Ich schwieg, biss mir auf die Lippe. Hm… Immerhin hatte ich sie ein paar Mal ziemlich angefahren. Nun zahlte sie es mir heim.

»Nimm das, keine Angst«, wiederholte Arina. »Auch Baba-Jaga ist zwar schlecht, hilft aber guten jungen Männern.«Warum eigentlich nicht?

»Besser würdest du mir die Werwölfe ausliefern«, meinte ich, während ich den Kamm an mich nahm. »Ich nehme dein Geschenk nur als Überbringer entgegen, und diese Gabe bedeutet für niemanden irgendein Versprechen.«

»Du abgebrühter Kerl«, nuschelte Arina. »Und die Wölfe… tut mir leid. Ihr werdet sie schon kriegen, das weiß ich. Aber ich werde sie nicht ausliefern. Übrigens kannst du das Buch mitnehmen. Vorübergehend. Um es zu prüfen. Dazu hast du doch das Recht, oder?«

Erst jetzt bemerkte ich, dass ich immer noch das vermaledeite Fuaran. Phantasie oder Wahrheit? in der linken Hand hielt.

»Zum Studium, zeitweilig, im Rahmen meiner Rechte als Wächter«, meinte ich finster.

Trotzdem machte diese Frau mit mir, was sie wollte! Wenn ihr der Sinn danach gestanden hätte, wäre mir erst zu Hause aufgefallen, dass ich das Buch zufällig mitgenommen hatte. Dann hätte sie mit Fug und Recht bei den Wachen Beschwerde einlegen können: wegen Diebstahl eines wertvollen»Kleinods«.

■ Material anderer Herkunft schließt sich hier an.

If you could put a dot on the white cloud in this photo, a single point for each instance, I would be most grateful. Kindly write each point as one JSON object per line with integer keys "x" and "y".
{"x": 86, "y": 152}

Als ich das Haus verließ, sah ich, dass es bereits tiefe Nacht geworden war. Und ich musste noch mindestens zwei, drei Stunden durch den Wald marschieren.

Doch kaum war ich die paar Stufen zum Haus hinunter, als vor mir ein geisterhaftes blaues Feuer aufleuchtete. Ich seufzte und linste zur Hütte hinüber, in deren Fenster grelles elektrisches Licht brannte. Arina würde mich nicht begleiten. Das

Feuerchen tanzte auffordernd vor mir in der Luft.

Ich folgte ihm.

Fünf Minuten später hörte ich das träge Kläffen der Hunde.

Weitere zehn Minuten später gelangte ich zum Waldrand.

Was mir am meisten zu schaffen machte: Die ganze Zeit über hatte ich nicht die geringste Spur von Magie gespürt.

Vier

Das Auto im Schuppen hatte sein früheres Äußeres bereits zurückgewonnen. Allerdings wagte ich es nicht, mich ans Steuer zu setzen, um zu testen, ob der vielgeplagte Motor, nachdem russische Mechaniker, Spezialisten für landwirtschaftliche Maschinen, an ihm herumhantiert hatten, auch funktionierte. Mucksmäuschenleise schlich ich ins Haus, wobei ich lauschte: Meine Schwiegermutter schlief bereits in ihrem Zimmer, während in unserem matt das Nachtlicht brannte. Ich öffnete die Tür und trat ein.

»Hat alles geklappt?«, wollte Swetlana wissen. Der fragende Ton in ihrer Stimme ließ sich übrigens kaum wahrnehmen. Sie spürte auch ohne Worte alles ganz genau.

»Mehr oder weniger«, nickte ich. Ich sah zu Nadjuschkas Bett hinüber. Meine Tochter schlief fest. »Die Werwölfe habe ich nicht gefunden. Mit der Hexe habe ich geredet.«

»Erzähl mal«, forderte Swetlana mich auf. Sie saß nur im Nachthemd im Bett, neben ihr lag das dicke Buch Die Mumins. Entweder hatte sie Nadja daraus vorgelesen - der war es noch egal, was sie vorm Einschlafen hörte, es konnte auch ein Lehrbuch zur Festigkeitslehre sein, solange sie nur die Stimme ihrer Mutter vernahm -, oder sie hatte sich selbst vor dem Einschlafen mit einem guten Kinderbuch entspannen wollen.